4. Die wissenschaftliche Datenlage für den TAVI-Eingriff ist inzwischen so groß, dass die guten Ergebnisse, die bei den Risikogruppen erzielt werden, unzweifelhaft sind und das Verfahren insbesondere für die Risikopatienten internationale Anerkennung findet. Zahlenmäßig steht Deutschland weltweit bis dato an der Spitze der TAVI-Eingriffe. Die Ergebnisse aller in Deutschland durchgeführten TAVI-Eingriffe werden in der Bundesweiten Qualitätssicherung (früher BQS jetzt SQG = Sektorenübergreifende Qualität im Gesundheitswesen) seit 2008 vollständig erfasst. Die Teilnahme ist Pflicht für alle Krankenhäuser und die Sterblichkeitsdaten werden automatisch mit dem §21 KHEntgG Datensatz abgeglichen, den jedes Krankenhaus als Abrechnungs-Datensatz abgeben muss. Die Jahresberichte der SQG werden vom Gemeinsamen Bundesausschuss G-BA herausgegeben und sind unter www.sqg.de öffentlich zugänglich.
Bedingung für den Patienteneinschluss in das deutsche Aortenklappenregister (GARY) hingegen ist die freiwillige Teilnahme der Klinik und das individuelle Einverständnis der Patienten, es werden darin neben der TAVI auch Patienten mit konventionell operativem Aortenklappenersatz eingepflegt. Da die Teilnahme am GARY freiwillig ist, umfasst das Register auch nicht alle Patienten mit TAVI oder chriurgisch-operativem Aortenklappenersatz. In 2011 waren nur 37% der in der bundesweiten Qualitätssicherung erfassten TAVI-Fälle auch in GARY eingeschlossen.
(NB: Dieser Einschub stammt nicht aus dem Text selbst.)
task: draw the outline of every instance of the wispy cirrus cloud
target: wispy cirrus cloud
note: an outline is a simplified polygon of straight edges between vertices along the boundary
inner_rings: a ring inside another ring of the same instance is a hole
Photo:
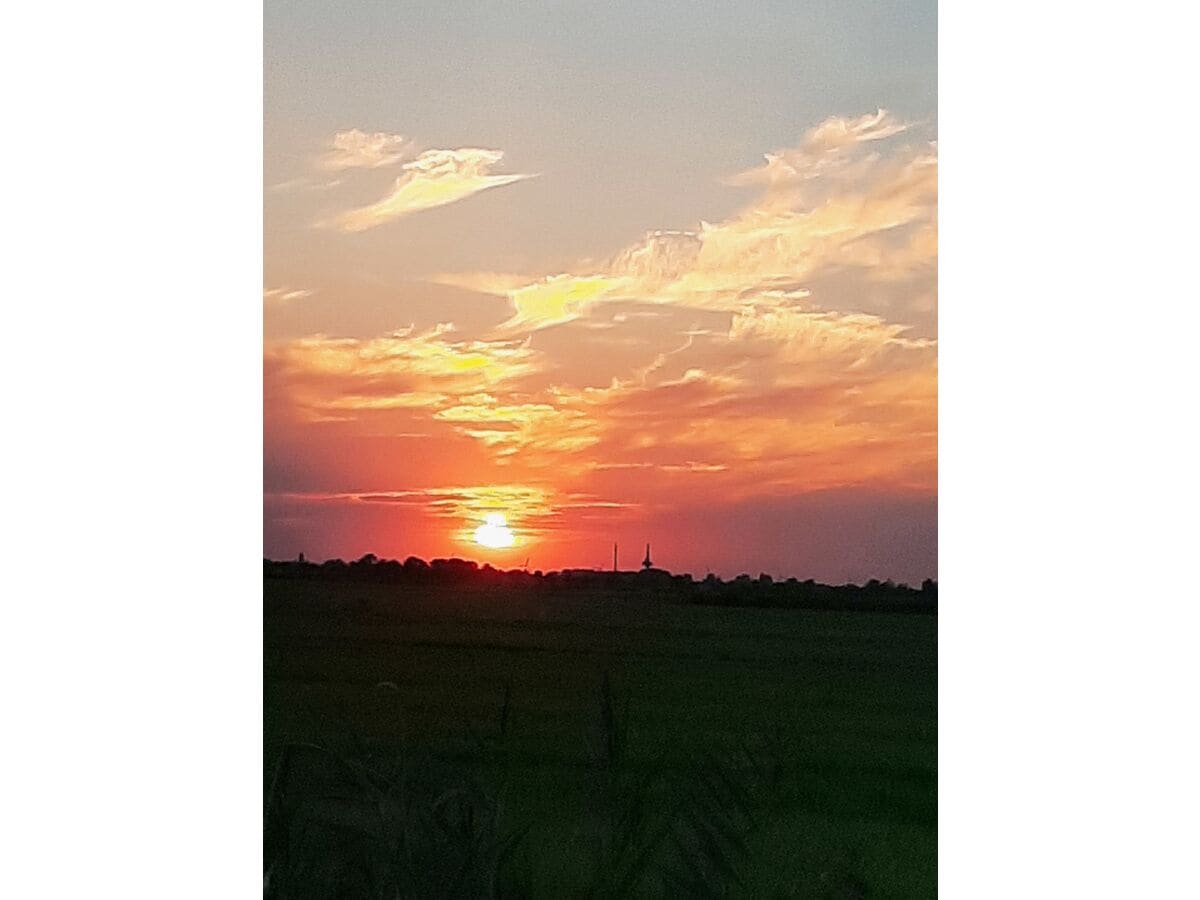
[[[413,212],[463,200],[480,191],[534,178],[529,174],[493,174],[492,169],[502,158],[504,152],[500,150],[426,150],[401,167],[404,174],[396,179],[385,197],[343,212],[330,224],[342,232],[365,232]]]
[[[830,118],[796,148],[727,181],[761,191],[748,208],[696,230],[660,230],[602,266],[523,282],[512,275],[442,275],[508,298],[498,335],[584,317],[600,302],[642,301],[734,312],[746,305],[822,304],[823,280],[850,286],[875,310],[916,308],[931,318],[937,260],[936,145],[884,146],[910,125],[886,110]],[[863,282],[866,282],[864,288]],[[817,289],[821,284],[822,289]],[[845,301],[830,298],[830,306]]]
[[[358,128],[334,134],[330,148],[318,166],[330,172],[343,169],[377,169],[394,166],[413,155],[415,144],[403,134],[383,131],[367,133]]]
[[[268,394],[287,397],[302,418],[371,410],[427,409],[536,372],[526,342],[456,340],[450,325],[361,340],[314,335],[269,344]]]

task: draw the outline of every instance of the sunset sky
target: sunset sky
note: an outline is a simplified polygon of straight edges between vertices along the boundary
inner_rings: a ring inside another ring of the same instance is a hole
[[[936,18],[269,0],[264,553],[936,577]]]

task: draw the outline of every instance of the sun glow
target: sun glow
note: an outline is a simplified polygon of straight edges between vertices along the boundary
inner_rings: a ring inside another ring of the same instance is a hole
[[[475,544],[493,550],[511,547],[516,544],[516,535],[502,512],[488,512],[484,524],[475,529]]]

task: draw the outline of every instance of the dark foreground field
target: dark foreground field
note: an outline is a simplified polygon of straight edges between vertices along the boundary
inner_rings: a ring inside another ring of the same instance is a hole
[[[268,894],[936,894],[930,614],[264,582]]]

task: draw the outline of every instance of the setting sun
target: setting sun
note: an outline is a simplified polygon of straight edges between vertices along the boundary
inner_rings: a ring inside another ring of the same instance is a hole
[[[484,518],[484,524],[475,529],[475,544],[481,547],[511,547],[516,542],[512,529],[508,526],[508,520],[500,512],[488,512]]]

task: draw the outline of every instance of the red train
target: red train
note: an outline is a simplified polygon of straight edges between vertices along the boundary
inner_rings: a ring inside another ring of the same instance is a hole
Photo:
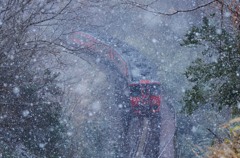
[[[131,111],[137,116],[151,116],[160,111],[161,96],[160,83],[150,80],[131,81],[128,64],[122,56],[111,46],[96,39],[85,32],[76,32],[70,36],[70,40],[83,48],[98,53],[99,56],[108,59],[129,82]]]

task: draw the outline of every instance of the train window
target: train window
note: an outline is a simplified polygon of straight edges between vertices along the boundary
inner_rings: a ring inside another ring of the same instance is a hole
[[[160,94],[160,85],[158,85],[158,84],[150,85],[150,93],[151,93],[151,95],[159,95]]]
[[[131,85],[130,86],[130,96],[137,97],[141,95],[140,85]]]

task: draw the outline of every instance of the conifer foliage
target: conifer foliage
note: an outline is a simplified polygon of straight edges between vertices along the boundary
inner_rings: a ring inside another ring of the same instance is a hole
[[[201,105],[212,105],[221,110],[230,107],[239,114],[240,106],[240,36],[239,31],[217,28],[203,18],[201,27],[193,27],[182,45],[203,48],[202,57],[186,70],[193,87],[185,93],[184,111],[192,113]]]

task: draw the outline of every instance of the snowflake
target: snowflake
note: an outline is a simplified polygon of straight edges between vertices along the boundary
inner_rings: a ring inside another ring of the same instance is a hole
[[[28,110],[24,110],[23,112],[22,112],[22,114],[23,114],[23,116],[24,117],[27,117],[28,115],[29,115],[29,111]]]

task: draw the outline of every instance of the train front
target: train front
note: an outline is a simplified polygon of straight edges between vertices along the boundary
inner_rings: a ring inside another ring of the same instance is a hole
[[[131,110],[137,116],[157,115],[160,111],[160,83],[141,80],[129,84]]]

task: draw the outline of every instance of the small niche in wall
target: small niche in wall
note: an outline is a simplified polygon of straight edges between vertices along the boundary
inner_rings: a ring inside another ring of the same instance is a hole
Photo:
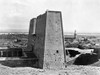
[[[58,50],[56,50],[56,53],[59,53],[59,51],[58,51]]]

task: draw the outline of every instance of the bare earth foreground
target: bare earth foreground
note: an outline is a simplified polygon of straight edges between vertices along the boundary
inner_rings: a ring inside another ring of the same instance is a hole
[[[42,70],[31,67],[10,68],[0,65],[0,75],[100,75],[100,67],[71,65],[63,70]]]

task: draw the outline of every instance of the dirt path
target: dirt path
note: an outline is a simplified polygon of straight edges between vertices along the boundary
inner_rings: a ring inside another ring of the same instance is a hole
[[[72,65],[63,70],[41,70],[31,67],[10,68],[0,65],[0,75],[100,75],[100,67]]]

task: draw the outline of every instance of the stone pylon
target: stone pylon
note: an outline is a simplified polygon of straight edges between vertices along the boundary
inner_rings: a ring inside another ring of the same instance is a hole
[[[35,54],[37,67],[61,69],[65,67],[66,54],[62,15],[60,11],[46,11],[32,19],[29,30],[28,51]]]

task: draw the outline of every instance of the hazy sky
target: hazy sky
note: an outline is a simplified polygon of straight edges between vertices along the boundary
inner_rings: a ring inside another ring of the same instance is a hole
[[[64,32],[100,33],[100,0],[0,0],[0,31],[28,31],[47,9],[62,11]]]

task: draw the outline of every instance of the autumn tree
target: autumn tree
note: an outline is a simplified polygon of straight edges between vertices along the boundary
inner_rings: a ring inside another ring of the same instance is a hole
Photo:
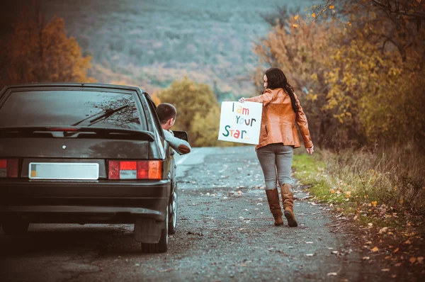
[[[282,68],[305,94],[310,132],[322,145],[424,140],[424,28],[361,9],[365,2],[344,1],[336,12],[328,6],[339,17],[312,13],[276,23],[256,44],[256,81],[265,67]]]
[[[177,118],[173,129],[187,131],[191,145],[218,144],[220,106],[210,86],[185,78],[174,81],[158,96],[162,103],[176,106]]]
[[[61,18],[45,23],[36,6],[24,9],[4,46],[1,84],[94,81],[86,74],[91,58],[82,56],[64,26]]]

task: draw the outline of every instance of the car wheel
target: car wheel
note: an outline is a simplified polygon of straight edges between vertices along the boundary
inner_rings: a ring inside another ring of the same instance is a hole
[[[142,252],[144,253],[164,253],[168,249],[168,234],[169,234],[169,207],[166,207],[166,218],[165,219],[165,227],[161,232],[161,239],[157,244],[140,243]]]
[[[177,225],[177,188],[173,192],[170,203],[169,205],[169,210],[170,213],[169,219],[169,235],[172,235],[176,233],[176,227]]]
[[[16,220],[2,223],[3,232],[6,235],[21,235],[26,233],[30,223],[28,221]]]

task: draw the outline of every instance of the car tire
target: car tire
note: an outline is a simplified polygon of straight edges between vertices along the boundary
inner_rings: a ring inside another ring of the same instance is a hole
[[[170,203],[169,205],[169,235],[172,235],[176,233],[177,226],[177,199],[178,198],[177,194],[177,187],[173,192],[171,198],[170,199]]]
[[[144,253],[164,253],[168,249],[168,234],[169,234],[169,207],[166,207],[166,218],[165,219],[165,227],[161,232],[161,238],[157,244],[140,243],[142,252]]]
[[[28,230],[28,221],[16,220],[2,223],[3,232],[6,235],[21,235]]]

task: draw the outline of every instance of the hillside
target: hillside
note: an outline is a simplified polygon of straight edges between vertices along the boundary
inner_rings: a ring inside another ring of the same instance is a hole
[[[93,56],[91,75],[100,82],[152,93],[188,76],[222,100],[254,91],[252,42],[269,28],[261,14],[278,4],[303,9],[311,1],[44,0],[42,8],[64,18],[69,34]]]

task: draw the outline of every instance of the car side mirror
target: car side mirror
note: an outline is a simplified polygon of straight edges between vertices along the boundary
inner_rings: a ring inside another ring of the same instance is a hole
[[[186,131],[173,130],[173,133],[174,133],[174,137],[189,142],[189,137]]]

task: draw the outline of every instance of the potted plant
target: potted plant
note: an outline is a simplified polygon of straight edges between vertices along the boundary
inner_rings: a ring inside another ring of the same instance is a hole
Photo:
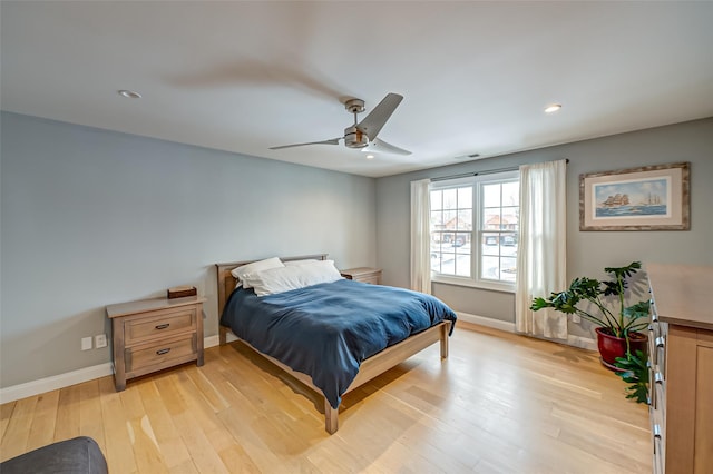
[[[565,314],[576,314],[596,324],[602,364],[616,371],[617,357],[627,358],[632,354],[635,355],[636,350],[646,353],[647,337],[638,330],[648,325],[649,302],[642,300],[626,306],[625,295],[628,278],[641,268],[641,261],[632,261],[625,267],[607,267],[604,271],[612,276],[611,280],[577,277],[564,292],[553,293],[548,298],[534,298],[530,309],[537,312],[554,308]]]

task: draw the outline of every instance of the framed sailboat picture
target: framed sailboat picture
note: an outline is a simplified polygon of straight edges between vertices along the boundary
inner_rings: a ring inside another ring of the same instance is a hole
[[[688,230],[688,162],[579,175],[579,230]]]

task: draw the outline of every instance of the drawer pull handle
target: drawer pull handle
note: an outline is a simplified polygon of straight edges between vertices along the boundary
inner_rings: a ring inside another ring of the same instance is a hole
[[[660,438],[661,440],[661,426],[658,426],[658,423],[656,423],[653,427],[652,427],[652,432],[654,434],[654,438]]]

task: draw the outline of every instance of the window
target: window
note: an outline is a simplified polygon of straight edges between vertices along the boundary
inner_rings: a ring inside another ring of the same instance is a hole
[[[436,181],[430,192],[433,280],[511,287],[519,229],[518,172]]]

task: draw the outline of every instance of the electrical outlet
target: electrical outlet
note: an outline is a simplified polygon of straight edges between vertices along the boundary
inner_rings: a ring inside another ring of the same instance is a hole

Mit zunehmender Expertise der Anwender und im Zuge der Fortentwicklung der TAVI-Technik sank im Verlauf auch die Komplikationsrate deutlich, so dass das Verfahren inzwischen auch bei solchen Patienten mit hochgradiger Aortenklappenstenose Anwendung findet, die grundsätzlich auch für eine konventionelle herzchirurgische Operation am offenen Herzen infrage kommen. Ganz überwiegend finden sich in dieser Gruppe solche Patienten, die aufgrund ihrer Vorinformationen durch Medien und Ärzte an der Entscheidungsfindung für das Therapieverfahren mitbeteiligt werden wollen und müssen und sich gegen eine konventionelle Operation, somit gegen eine Eröffnung ihres Brustkorbes entscheiden. Im Hinblick auf die Datenlage und den Rückgang der Komplikationsrate beim TAVI-Verfahren ist dieser Patientenwunsch in vielen Fällen nachvollziehbar. Diese Situation wird in allen deutschen Herzzentren, die diese Methode anwenden, in gleicher Weise gehandhabt.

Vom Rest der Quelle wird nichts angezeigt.